DNA methylation was analyzed in both groups and compared by grouping differential methylation positions (DMPs) — regions of the genome that may be methylated differently across samples — into different clusters.
Results across 5,000 DMPs showed a higher number of hypermethylated DMPs (5,043 vs. 2,229) and a lower number of hypomethylated DMPs (2,477 vs. 7,824) in pregnant than in not pregnant patients. Of note, hypermethylated and hypomethylated DMPs refer to sites where DNA methylation is occurring more or less than is normal, respectively.
Across the genome, pregnant patients also had more hypermethylated DMPs (67.94% vs. 22.16%) and less hypomethylated DMPs (32.93% versus 77.84%) than the other women.

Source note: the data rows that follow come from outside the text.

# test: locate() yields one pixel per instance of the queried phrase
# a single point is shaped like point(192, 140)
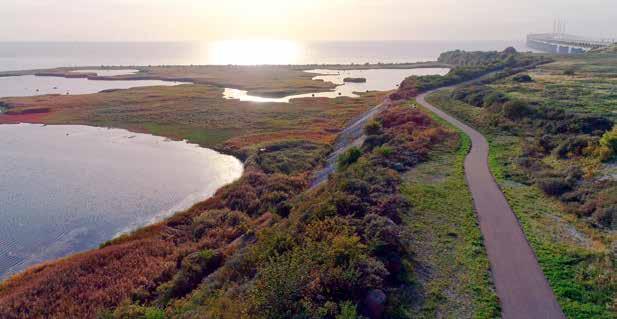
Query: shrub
point(573, 146)
point(194, 268)
point(373, 128)
point(553, 186)
point(349, 157)
point(348, 311)
point(522, 78)
point(515, 110)
point(609, 141)
point(607, 217)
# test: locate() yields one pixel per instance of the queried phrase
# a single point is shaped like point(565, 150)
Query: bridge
point(562, 43)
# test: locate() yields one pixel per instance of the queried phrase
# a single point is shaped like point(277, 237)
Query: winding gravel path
point(521, 286)
point(352, 135)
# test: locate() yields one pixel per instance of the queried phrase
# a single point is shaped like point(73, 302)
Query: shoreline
point(186, 202)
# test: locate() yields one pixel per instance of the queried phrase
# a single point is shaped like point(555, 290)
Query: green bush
point(609, 140)
point(373, 128)
point(349, 157)
point(348, 311)
point(515, 110)
point(553, 186)
point(522, 78)
point(194, 268)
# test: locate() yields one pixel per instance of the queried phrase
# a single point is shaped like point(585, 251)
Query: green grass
point(575, 257)
point(202, 136)
point(592, 88)
point(455, 281)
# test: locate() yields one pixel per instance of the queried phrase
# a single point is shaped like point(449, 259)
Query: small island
point(354, 80)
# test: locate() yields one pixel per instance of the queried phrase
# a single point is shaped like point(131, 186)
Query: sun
point(253, 52)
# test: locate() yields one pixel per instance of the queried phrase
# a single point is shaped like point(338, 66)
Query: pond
point(32, 85)
point(65, 189)
point(376, 80)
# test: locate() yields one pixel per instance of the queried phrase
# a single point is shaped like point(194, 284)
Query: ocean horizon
point(40, 55)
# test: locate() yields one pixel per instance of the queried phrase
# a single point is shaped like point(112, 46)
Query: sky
point(305, 20)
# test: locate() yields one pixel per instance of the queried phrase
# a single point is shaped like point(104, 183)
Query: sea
point(39, 55)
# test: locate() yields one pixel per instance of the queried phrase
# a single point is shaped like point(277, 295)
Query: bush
point(609, 141)
point(349, 157)
point(607, 217)
point(373, 128)
point(522, 78)
point(194, 268)
point(573, 146)
point(515, 110)
point(348, 311)
point(553, 186)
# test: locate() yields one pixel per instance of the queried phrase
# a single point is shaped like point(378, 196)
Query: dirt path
point(352, 135)
point(521, 286)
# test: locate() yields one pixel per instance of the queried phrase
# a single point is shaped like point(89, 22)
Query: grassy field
point(197, 113)
point(452, 268)
point(577, 258)
point(585, 84)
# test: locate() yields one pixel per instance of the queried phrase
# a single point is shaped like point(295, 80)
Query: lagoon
point(376, 80)
point(68, 188)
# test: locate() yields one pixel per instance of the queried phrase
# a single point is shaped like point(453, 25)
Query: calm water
point(30, 85)
point(376, 80)
point(32, 55)
point(65, 189)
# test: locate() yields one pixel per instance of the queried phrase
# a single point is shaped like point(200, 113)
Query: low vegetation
point(551, 154)
point(266, 246)
point(470, 65)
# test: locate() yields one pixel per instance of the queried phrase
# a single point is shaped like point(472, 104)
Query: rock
point(375, 304)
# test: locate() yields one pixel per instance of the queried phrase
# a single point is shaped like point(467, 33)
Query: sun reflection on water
point(252, 52)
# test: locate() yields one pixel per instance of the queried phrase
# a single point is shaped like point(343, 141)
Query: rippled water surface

When researchers assessed and compared the methylation status of the DNA promoter region — a region in a gene that controls its own activity — they found lower methylation in that region among patients who were pregnant than those who were not (33.25% vs. 66.48%).
Further investigation revealed 488 genes in the pregnant group that were hypomethylated in promoter regions. Many of these genes were involved in cell proliferation, adhesion, and death.
After combining multiple analyses for functional gene enrichment and cell signaling pathway mapping, four specific genes — TBX3, AKT3, SOX2, and SGK1 — involved in cell proliferation were selected. All were potential oncogenes, meaning that under certain circumstances they can promote the transformation of healthy cells into tumor cells.
These four genes were all hypomethylated in their DNA promoter regions in pregnant patients as compared with the other patients, and this hypomethylation was linked to higher gene expression and increased protein production.
“In the present study, our results showed that CPA grow rapidly during pregnancy. Through analyzing the genome-wide DNA methylation profiling of CPA in non-pregnant and pregnant groups, our study indicated that alterations of DNA methylation were associated with the [development] and exacerbation of CPA during pregnancy,” the researchers wrote.
They also noted that “further studies are needed to investigate the specific function of DNA methylation in the development of CPA during pregnancy.”